この問題で覚えておくポイントは以下の通りです。薬剤の種類ごとの性質の違いを正確に理解しておくと、この種の問題に対応しやすくなります。

選択肢1. 冷却塔及び冷却水の水管は、1年以内ごとに1回清掃する。

正しいです。
冷却塔、冷却水の水管、および加湿装置については、それぞれ1年以内ごとに1回、定期的に清掃を行うことが義務付けられています。
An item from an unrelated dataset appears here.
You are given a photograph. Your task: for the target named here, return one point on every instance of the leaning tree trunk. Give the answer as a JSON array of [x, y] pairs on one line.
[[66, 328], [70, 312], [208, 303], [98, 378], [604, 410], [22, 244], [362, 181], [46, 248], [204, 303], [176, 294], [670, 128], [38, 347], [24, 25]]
選択肢2. 冷却塔は設置位置と型式を調査し、通常の冷却塔か要注意冷却塔かを区分して管理する。

正しいです。
冷却塔から飛散した水が空調設備の外気取入口などに届く可能性がある場合、そのような冷却塔は「要注意冷却塔」として区分し、重点的に管理することが求められます。

選択肢3. 冷却水の強制ブローは、冷却水の濃縮防止に有効である。

正しいです。

強制ブローとは、濃縮した冷却水を意図的に排出し新鮮な補給水と入れ替える操作で、スケール・腐食・レジオネラ属菌増殖の原因となる濃縮を防止する有効な手段です。

選択肢4. スケール防止剤、レジオネラ属菌の殺菌剤等を含有するバック剤の効果は約1年間持続する。

誤りです。
バック剤とは、スケール防止剤・腐食防止剤・スライムコントロール剤・殺菌剤などを錠剤や固形状にまとめ、冷却水中に徐々に溶け出すよう加工した薬剤です。その効果の持続期間はおおむね1〜3ヶ月程度であり、「約1年間持続する」という記述は誤りです。

選択肢5. 冷却塔に供給する水は、水道法第4条に規定する水質基準に適合していることが求められる。

正しいです。
冷却塔に供給する水は、水道法第4条に規定する水質基準に適合することが義務付けられています。そのため、雨水・再利用水・空調排水等を補給水として使用することは認められていません。

まとめ

バック剤は手軽に使える薬剤ですが、効果は1〜3ヶ月程度と短く、定期的な管理が不可欠です。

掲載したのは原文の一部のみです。